Monsieur le Président,
Monsieur le Ministre,
Mes chers collègues,
« L’Histoire est le plus dangereux des produits que la chimie de l’intellect humain ait élaborée ».Cette phrase de Paul Valéry témoigne une fois encore de sa lucidité.
L’Histoire est avant tout une recherche et à ce titre elle doit être libre comme le rappelle la loi du 23 février 2005. Mais elle peut être aussi un enseignement et dans ce cas elle est nécessairement contrainte, ne serait-ce que par la nécessité de résumer, de condenser. L’Histoire n’enseigne pas des faits, elle donne une interprétation de ces faits. La distance historique ou le privilège accordé à tel ou tel type de causalité donneront des mêmes faits une interprétation différente. J’emprunte cette réflexion à Paul Ricoeur qui souligne ainsi la limite de l’objectivité historique. François Furet, on s’en souvient, avait montré combien l’enseignement de la Révolution Française avait pâti d’une interprétation idéologique. L’Histoire peut ainsi aller de l’hagiographie au réquisitoire. L’Histoire n’enseigne pas seulement l’interprétation des faits. A travers celle-ci, elle inculque des valeurs. La sélection des faits, le choix d’un fait plutôt qu’un autre, et leur interprétation tendent à susciter des jugements de valeur.

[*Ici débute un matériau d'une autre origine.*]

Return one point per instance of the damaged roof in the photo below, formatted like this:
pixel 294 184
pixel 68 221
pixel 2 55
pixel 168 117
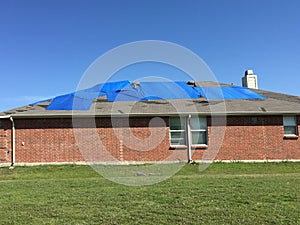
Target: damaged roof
pixel 272 104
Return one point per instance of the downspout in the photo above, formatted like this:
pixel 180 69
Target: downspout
pixel 189 139
pixel 13 156
pixel 12 138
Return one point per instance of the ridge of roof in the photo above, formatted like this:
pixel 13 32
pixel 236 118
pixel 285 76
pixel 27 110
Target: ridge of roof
pixel 275 103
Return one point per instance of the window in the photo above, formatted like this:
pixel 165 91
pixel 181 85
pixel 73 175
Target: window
pixel 290 126
pixel 177 131
pixel 198 131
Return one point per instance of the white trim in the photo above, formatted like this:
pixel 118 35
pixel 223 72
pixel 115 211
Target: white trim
pixel 147 162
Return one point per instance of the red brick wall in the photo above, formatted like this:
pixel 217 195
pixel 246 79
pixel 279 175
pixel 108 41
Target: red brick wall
pixel 5 144
pixel 53 140
pixel 246 140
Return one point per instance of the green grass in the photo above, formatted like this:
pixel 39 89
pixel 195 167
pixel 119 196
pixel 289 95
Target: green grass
pixel 235 193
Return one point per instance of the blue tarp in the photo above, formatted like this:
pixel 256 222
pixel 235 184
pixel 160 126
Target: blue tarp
pixel 82 100
pixel 143 91
pixel 227 93
pixel 154 91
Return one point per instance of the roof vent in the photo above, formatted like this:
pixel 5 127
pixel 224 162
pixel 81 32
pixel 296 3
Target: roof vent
pixel 250 80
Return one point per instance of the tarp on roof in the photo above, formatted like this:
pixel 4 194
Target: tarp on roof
pixel 228 93
pixel 154 91
pixel 82 100
pixel 143 91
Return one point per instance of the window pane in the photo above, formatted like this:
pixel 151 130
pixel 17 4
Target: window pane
pixel 176 124
pixel 290 130
pixel 199 138
pixel 178 138
pixel 198 123
pixel 289 121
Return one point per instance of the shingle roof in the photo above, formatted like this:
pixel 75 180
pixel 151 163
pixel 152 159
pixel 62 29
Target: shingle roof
pixel 275 103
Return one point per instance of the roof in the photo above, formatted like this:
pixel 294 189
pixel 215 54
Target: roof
pixel 272 104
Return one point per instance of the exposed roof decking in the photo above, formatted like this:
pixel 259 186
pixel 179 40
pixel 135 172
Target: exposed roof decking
pixel 275 103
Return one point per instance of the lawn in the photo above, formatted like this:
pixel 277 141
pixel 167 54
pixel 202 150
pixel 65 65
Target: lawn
pixel 234 193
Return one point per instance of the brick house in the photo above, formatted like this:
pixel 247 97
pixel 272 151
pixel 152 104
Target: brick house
pixel 180 130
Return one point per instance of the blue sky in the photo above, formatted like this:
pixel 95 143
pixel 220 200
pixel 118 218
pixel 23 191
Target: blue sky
pixel 46 46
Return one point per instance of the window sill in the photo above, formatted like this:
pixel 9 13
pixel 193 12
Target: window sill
pixel 177 147
pixel 291 136
pixel 199 147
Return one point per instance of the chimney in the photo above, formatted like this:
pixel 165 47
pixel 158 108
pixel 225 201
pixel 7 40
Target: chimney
pixel 250 80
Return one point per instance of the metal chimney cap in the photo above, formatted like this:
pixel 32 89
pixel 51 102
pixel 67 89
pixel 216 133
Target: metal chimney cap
pixel 249 72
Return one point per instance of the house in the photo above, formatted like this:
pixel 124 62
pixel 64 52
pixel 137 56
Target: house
pixel 118 122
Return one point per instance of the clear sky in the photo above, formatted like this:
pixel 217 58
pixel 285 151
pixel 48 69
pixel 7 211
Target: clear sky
pixel 46 46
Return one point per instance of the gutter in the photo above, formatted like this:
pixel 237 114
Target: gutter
pixel 189 139
pixel 13 141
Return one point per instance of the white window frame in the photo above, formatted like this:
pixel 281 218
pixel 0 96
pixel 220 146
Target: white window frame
pixel 203 130
pixel 182 131
pixel 290 121
pixel 186 134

Or, comme l’écrit justement Dominique Schnapper, dans son ouvrage La communauté des citoyens, c’est à l’école qu’on forme des citoyens, qu’on suscite et nourrit leur adhésion à la collectivité.
C’est la raison pour laquelle il faut veiller à ce que ce dangereux produit de l’intellect qu’est l’Histoire soit le plus équilibré possible afin qu’il entraîne à la fois la lucidité et la cohésion.
C’est ce souci qui a présidé à la rédaction de la loi portant reconnaissance de la Nation envers les rapatriés. « La Nation exprime sa reconnaissance aux femmes et aux hommes qui ont participé à l’œuvre accomplie par la France » affirme la loi. L’exposé des motifs, rappelle, quant à lui que « reconnaître l’œuvre positive de nos compatriotes sur ces territoires est un devoir pour l’Etat français ». L’article quatre de la loi tire les conséquences de ce devoir de mémoire pour l’enseignement scolaire. Il n’y a rien là d’étonnant puisque cela découle logiquement des déclarations du Président de la République sur la reconnaissance due aux populations d’Outre-Mer. La notion de rôle positif précédé de l’expression en particulier appelle à l’évidence l’évocation d’aspects négatifs quant on traite en général de l’Histoire de la présence française Outre-Mer.
Mais, dans un souci d’équilibre que beaucoup feignent de ne pas percevoir, le texte de la loi appelle également à la reconnaissance envers les soldats issus de l’Outre-Mer qui sont venus combattre pour la France notamment durant les deux guerres mondiales. Ce rappel n’est pas seulement un devoir de mémoire envers les morts, c’est aussi un message d’espoir envers les vivants, les enfants rapatriés pieds noirs et harkis, comme les enfants d’immigrés dont beaucoup ont eu dans leur famille un de ces combattants. Sans l’article 4 de la loi, leurs mémoires ne seraient plus honorées.
C’est Alain Finkielkraut qui nous met aujourd’hui en garde contre la bien-pensance antioccidentale et qui souligne les conséquences néfastes, d’une présentation systématiquement négative de l’Histoire. « Ainsi, répondra-t-on au défi de l’intégration en hâtant la désintégration nationale » écrivait-il récemment. Comment aimer un pays qui se haïrait lui-même ?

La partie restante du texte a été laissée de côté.